Купер делает очередной глоток пива, приподнимая бровь.

— Да неужели? А она пообещала это до или после того, как кинулась снова сосать твой член?

Я бросаюсь к нему и заваливаю на столешницу. Бутылка пива выскальзывает у него из рук и падает на пол, разбиваясь вдребезги, но убирать осколки никто из нас не спешит. Адреналин захлестывает меня, ладонь сама собой сжимается в кулак. Ушибленный палец откликается болью. Брат смотрит на меня своими голубыми глазами, стойко выдерживая мой взгляд, — извиняться за свои слова он явно не собирается.

Единственный раз, когда мы с ним по-настоящему дрались, валяясь по земле и колотя друг друга ногами и руками, случился в наш последний год в средней школе из-за девушки, к которой мы испытывали чувства. Как выяснилось позже, она лишь играла с нами. Я был уверен, что она предпочитает меня, Купер — что его, но на самом деле она просто спала с нами обоими. Ричард вмешался в наши разборки лишь тогда, когда у нас уже шла кровь из носа, а дыхание стало таким тяжелым, что мы едва могли говорить. После того как он помог нам подняться и привести себя в порядок, мы поклялись, что больше никогда не станем разрешать споры мордобоем, но сейчас соблазн врезать Куперу прямо по его поганым губам слишком велик. Я хватаю брата за воротник футболки и притягиваю ближе.

— Ну давай, Себби, — произносит он, усмехаясь. — Заступись за девушку, с которой ты только спишь. Имея отношения такого уровня, поступить иначе просто невозможно, верно?

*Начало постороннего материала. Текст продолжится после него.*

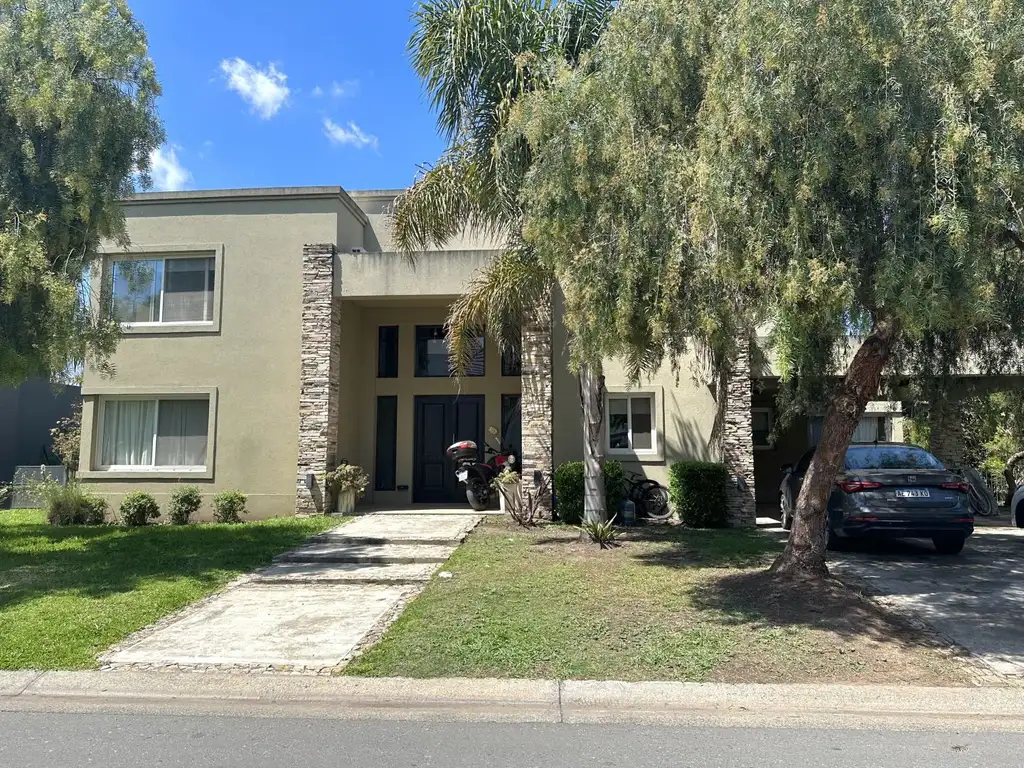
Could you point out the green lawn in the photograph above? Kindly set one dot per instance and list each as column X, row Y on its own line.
column 668, row 604
column 67, row 594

Я стискиваю его футболку сильнее. Тело Купера расслаблено. Я единственный, кто рискует потерять самообладание. Бездна в моей груди теперь напоминает пасть ужасного чудовища — оно зевает, обнажая клыки. Я мог бы врезать по этому самодовольному рту, и он бы даже не двинулся с места. Позволил бы мне ударить его, просто чтобы доказать свою правоту. Я бросился защищать Мию за секунду, без сомнений, без колебаний — лишь прилив чувств.

Я отпускаю его. Делаю глубокий вдох.

— Пошел ты!

Его губы расплываются в улыбке.

— К­то-то же должен прикрывать твой зад, — говорит он. — Будь с ней осторожнее. Сильные чувства так просто не проходят.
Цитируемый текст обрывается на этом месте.